The Fed also slashed its discount lending rate to banks by 0.75 points to 2.5 percent, after already cutting it by 0.25 percent in a rare emergency meeting Sunday. The Fed over the weekend also opened up this special avenue for lending to struggling investment banks, instead of only to commercial banks as has been the case in the past.
The Fed has taken a series of unprecedented moves over the past week in a bid to shore up investment banks battered by an ongoing credit crisis caused by a record number of home foreclosures over the last half-year.
Banks have reported billions of dollars in writedowns as the value of mortgage-backed securities declined sharply. The Fed on Sunday sanctioned the sale of Bear Stearns to JPMorgan Chase for $240 million - a fraction of its value - to prevent the fifth- largest US investment bank from folding.
Bear Stearns' downfall caused a sharp drop in stock indices around the world Monday amid fears that other banks could be in a similar position.
Cautious relief was the market mood Tuesday after quarterly reports by Goldman Sachs and Lehman Brothers showed the two investment banks had been less affected by the credit crisis than anticipated.

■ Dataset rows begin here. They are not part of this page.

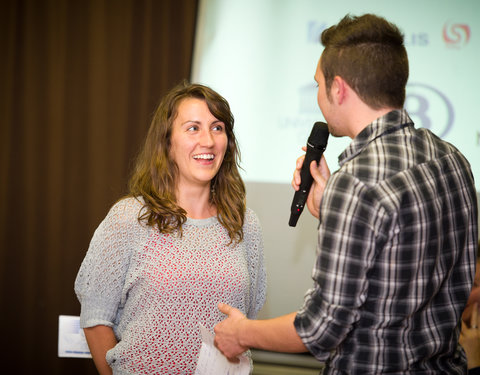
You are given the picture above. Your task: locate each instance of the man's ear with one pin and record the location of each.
(339, 89)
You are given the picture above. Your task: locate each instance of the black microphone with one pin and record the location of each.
(316, 144)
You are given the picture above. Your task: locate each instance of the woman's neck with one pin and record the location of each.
(196, 201)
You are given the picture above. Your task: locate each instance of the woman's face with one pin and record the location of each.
(198, 143)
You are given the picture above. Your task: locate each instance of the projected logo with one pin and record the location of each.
(456, 34)
(429, 108)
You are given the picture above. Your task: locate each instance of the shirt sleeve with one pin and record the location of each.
(253, 238)
(100, 280)
(348, 234)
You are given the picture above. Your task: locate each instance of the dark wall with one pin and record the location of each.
(79, 81)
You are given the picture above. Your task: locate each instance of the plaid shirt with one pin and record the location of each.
(397, 242)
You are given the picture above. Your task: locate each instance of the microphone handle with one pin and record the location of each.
(301, 195)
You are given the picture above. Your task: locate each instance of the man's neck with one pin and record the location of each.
(364, 116)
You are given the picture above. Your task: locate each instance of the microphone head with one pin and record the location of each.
(319, 135)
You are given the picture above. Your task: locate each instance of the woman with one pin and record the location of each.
(178, 244)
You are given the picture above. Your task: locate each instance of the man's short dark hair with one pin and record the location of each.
(369, 54)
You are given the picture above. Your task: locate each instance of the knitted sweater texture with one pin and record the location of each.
(155, 289)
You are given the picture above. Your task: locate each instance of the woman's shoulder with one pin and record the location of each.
(251, 216)
(126, 210)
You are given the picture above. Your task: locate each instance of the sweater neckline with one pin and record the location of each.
(201, 222)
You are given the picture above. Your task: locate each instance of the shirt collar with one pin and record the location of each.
(388, 123)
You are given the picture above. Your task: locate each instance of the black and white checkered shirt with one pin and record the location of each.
(397, 241)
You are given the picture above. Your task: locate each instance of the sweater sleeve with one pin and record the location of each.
(256, 263)
(100, 281)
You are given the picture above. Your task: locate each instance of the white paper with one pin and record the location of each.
(212, 361)
(71, 339)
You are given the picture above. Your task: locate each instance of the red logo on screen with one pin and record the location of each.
(456, 34)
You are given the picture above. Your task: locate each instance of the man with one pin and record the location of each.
(397, 229)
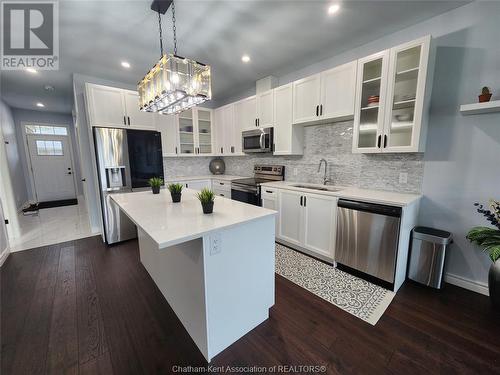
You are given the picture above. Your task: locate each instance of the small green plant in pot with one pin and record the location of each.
(489, 239)
(175, 192)
(155, 183)
(206, 197)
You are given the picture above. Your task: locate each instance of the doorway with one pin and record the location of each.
(50, 164)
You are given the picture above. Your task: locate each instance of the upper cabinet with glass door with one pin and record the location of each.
(392, 99)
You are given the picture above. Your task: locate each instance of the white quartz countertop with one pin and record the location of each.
(170, 223)
(222, 177)
(364, 195)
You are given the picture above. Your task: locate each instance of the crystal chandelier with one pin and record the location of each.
(175, 83)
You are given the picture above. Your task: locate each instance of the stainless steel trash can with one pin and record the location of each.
(427, 256)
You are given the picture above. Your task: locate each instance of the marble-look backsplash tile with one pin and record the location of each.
(332, 142)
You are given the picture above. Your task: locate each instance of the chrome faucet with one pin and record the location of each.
(325, 179)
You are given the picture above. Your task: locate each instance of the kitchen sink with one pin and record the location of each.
(313, 187)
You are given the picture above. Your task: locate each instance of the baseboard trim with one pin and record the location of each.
(465, 283)
(3, 256)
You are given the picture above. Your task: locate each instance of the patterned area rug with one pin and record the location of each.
(358, 297)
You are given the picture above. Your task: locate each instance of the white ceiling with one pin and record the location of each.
(95, 36)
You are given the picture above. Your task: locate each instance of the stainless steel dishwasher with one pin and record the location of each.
(367, 238)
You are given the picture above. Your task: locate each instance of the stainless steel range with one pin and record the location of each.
(248, 189)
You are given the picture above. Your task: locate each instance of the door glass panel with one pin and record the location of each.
(370, 97)
(405, 91)
(46, 130)
(49, 148)
(204, 131)
(186, 132)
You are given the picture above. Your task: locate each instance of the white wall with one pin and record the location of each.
(461, 161)
(13, 152)
(44, 117)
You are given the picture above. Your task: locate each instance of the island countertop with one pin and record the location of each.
(170, 223)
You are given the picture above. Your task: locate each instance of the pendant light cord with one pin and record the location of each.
(174, 27)
(161, 35)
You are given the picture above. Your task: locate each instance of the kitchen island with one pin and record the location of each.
(216, 271)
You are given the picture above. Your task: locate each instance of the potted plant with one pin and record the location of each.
(175, 192)
(489, 239)
(485, 95)
(206, 197)
(155, 183)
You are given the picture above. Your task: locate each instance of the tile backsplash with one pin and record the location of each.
(332, 142)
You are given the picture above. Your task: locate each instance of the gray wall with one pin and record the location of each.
(460, 164)
(14, 152)
(44, 117)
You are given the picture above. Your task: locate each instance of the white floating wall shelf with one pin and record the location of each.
(478, 108)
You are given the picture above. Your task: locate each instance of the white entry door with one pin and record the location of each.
(52, 167)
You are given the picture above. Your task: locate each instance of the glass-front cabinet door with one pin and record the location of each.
(370, 102)
(186, 132)
(205, 128)
(405, 94)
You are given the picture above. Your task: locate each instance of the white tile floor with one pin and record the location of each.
(51, 226)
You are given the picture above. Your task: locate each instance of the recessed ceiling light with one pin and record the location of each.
(334, 8)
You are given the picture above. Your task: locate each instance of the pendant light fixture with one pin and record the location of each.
(175, 83)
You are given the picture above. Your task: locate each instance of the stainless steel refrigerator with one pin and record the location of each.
(126, 160)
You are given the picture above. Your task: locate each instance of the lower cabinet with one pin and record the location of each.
(308, 221)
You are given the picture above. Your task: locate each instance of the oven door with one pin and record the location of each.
(245, 193)
(258, 140)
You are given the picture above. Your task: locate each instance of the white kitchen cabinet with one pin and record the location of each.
(338, 92)
(265, 109)
(167, 126)
(398, 122)
(136, 117)
(195, 127)
(308, 221)
(319, 224)
(291, 216)
(245, 114)
(288, 138)
(105, 106)
(111, 106)
(306, 99)
(270, 200)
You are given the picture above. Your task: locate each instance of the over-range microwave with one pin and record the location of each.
(257, 140)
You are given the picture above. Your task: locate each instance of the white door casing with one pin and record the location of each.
(52, 171)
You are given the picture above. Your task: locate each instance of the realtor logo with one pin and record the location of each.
(30, 35)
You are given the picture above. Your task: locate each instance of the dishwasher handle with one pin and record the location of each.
(370, 207)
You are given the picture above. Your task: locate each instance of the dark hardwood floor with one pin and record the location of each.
(80, 307)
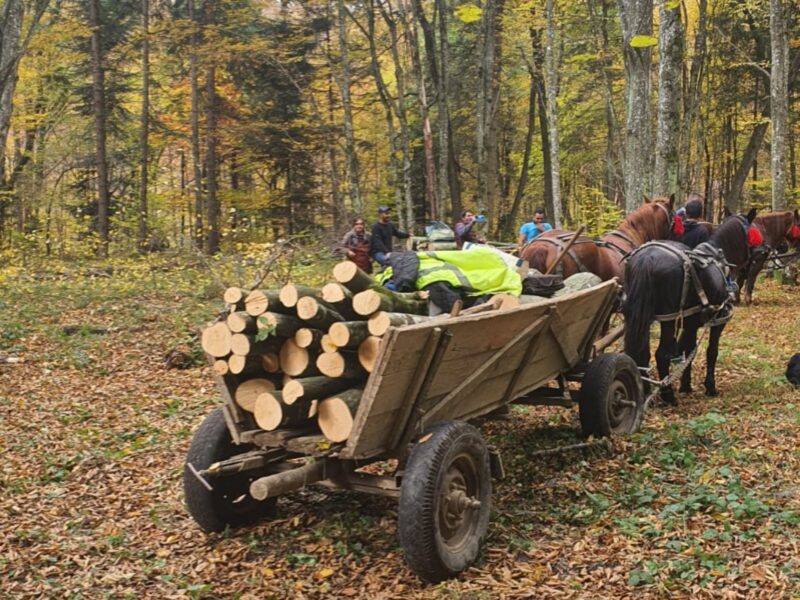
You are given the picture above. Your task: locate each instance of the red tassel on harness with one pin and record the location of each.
(677, 226)
(754, 238)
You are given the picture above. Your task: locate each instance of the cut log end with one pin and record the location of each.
(247, 392)
(368, 352)
(268, 412)
(335, 419)
(307, 308)
(216, 340)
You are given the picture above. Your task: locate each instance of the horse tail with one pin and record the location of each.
(640, 303)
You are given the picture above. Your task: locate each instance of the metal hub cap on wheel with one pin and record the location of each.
(457, 502)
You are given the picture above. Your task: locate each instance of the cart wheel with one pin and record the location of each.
(612, 396)
(445, 501)
(229, 503)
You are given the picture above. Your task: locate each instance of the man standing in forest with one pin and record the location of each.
(382, 234)
(356, 245)
(530, 230)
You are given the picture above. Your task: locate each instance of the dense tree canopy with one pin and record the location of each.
(268, 118)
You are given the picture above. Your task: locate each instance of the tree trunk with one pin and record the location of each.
(748, 158)
(99, 109)
(636, 17)
(402, 115)
(551, 67)
(779, 98)
(212, 202)
(692, 104)
(144, 125)
(431, 193)
(670, 52)
(347, 107)
(195, 124)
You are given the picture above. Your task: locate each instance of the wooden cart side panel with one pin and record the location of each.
(475, 340)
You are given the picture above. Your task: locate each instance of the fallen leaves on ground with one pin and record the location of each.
(705, 502)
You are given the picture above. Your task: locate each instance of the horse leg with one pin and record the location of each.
(686, 346)
(711, 359)
(664, 353)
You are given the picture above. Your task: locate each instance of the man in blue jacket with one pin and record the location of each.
(383, 233)
(530, 230)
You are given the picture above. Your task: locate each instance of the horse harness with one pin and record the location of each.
(560, 241)
(702, 257)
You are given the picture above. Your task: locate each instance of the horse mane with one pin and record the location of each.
(730, 236)
(641, 220)
(774, 225)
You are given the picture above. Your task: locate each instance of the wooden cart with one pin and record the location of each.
(430, 379)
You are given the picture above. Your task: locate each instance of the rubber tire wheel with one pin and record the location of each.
(433, 466)
(230, 503)
(611, 378)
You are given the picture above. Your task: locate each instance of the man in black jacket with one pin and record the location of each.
(694, 233)
(382, 233)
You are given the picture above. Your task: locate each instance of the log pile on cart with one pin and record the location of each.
(302, 354)
(320, 383)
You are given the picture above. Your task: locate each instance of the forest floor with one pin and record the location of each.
(704, 502)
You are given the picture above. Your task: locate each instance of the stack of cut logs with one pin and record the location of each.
(320, 345)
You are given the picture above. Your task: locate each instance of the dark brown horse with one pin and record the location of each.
(666, 284)
(652, 221)
(779, 230)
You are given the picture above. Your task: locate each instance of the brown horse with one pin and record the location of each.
(779, 229)
(652, 221)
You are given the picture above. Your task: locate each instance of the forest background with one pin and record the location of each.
(132, 125)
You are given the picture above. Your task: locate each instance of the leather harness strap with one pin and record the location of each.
(703, 257)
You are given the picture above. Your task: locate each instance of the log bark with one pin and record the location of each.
(244, 344)
(307, 338)
(271, 412)
(216, 340)
(368, 352)
(335, 415)
(258, 302)
(316, 314)
(239, 364)
(280, 325)
(348, 334)
(380, 322)
(247, 392)
(241, 322)
(296, 361)
(350, 276)
(313, 388)
(338, 364)
(326, 344)
(288, 481)
(271, 362)
(371, 301)
(290, 294)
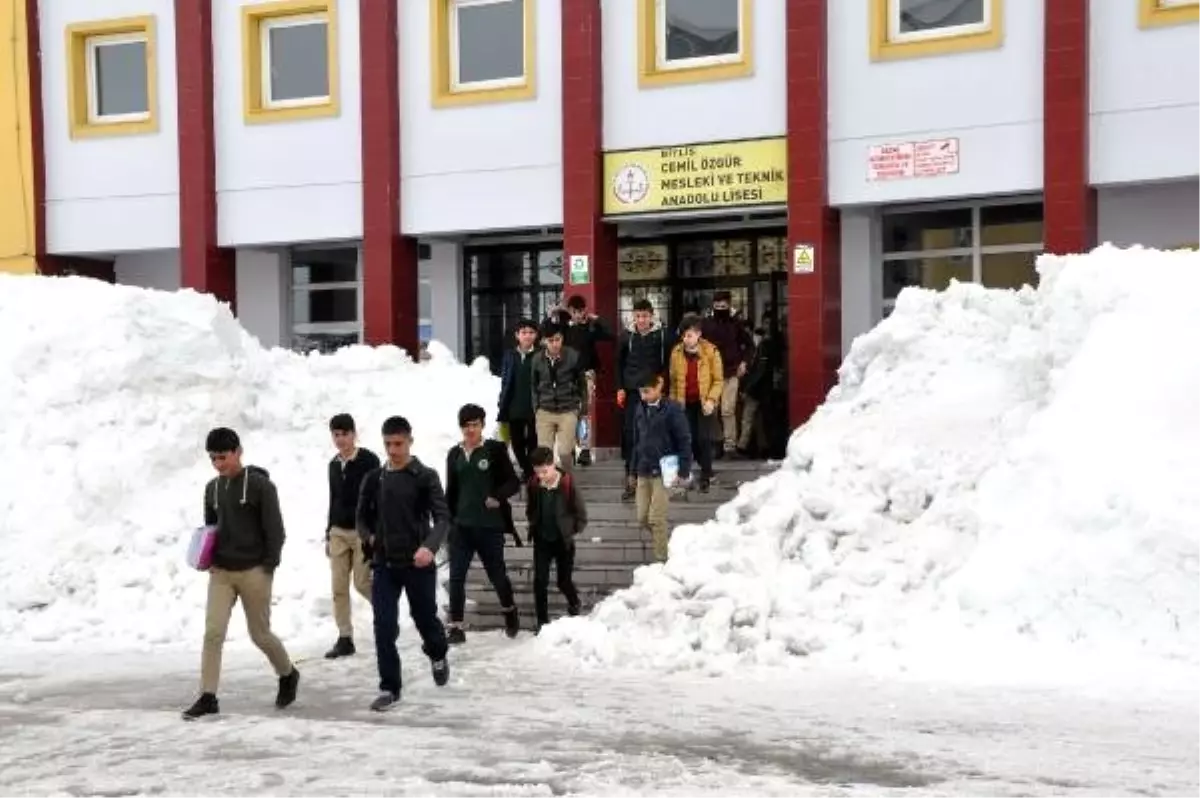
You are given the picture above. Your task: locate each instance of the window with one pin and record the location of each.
(289, 60)
(996, 245)
(112, 77)
(922, 28)
(483, 51)
(691, 41)
(327, 310)
(1153, 13)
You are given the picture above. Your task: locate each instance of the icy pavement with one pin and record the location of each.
(514, 723)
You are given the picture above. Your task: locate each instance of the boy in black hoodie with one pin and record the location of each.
(342, 544)
(244, 505)
(479, 484)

Both remained in the black despite a sharp drop in profits.
Financial stocks led a rally on Wall Street Tuesday as the quarterly reports and Fed rate cuts appeared to boost investors' confidence. Morgan Stanley will post its quarterly earnings Wednesday.
But the credit crisis has also filtered into other sectors of the US economy, and the Fed made clear that its moves over the week were designed to promote stronger growth as well as boost market liquidity.
The Fed acknowledged that inflation has been "elevated" but predicted that it would "moderate in coming quarters" as rising energy and other commodity prices began to level out.
"Downside risks to growth remain," the Fed said, adding that it would "act in a timely manner as needed to promote sustainable economic growth and price stability."
President George W. Bush has reiterated that the economy remained solid in the long run, and that the government had addressed slow growth and market volatility in the short-term.
"Our financial markets have also been subjected to stress," Bush said during a speech on trade in Florida Tuesday. "The Federal Reserve and the Treasury acted swiftly to promote stability in our financial markets at a crucial time. It was action that was necessary."
Growth slowed to an annualized 0.6 per cent in the last quarter of 2007, and many economists believe the US has since entered a new recession.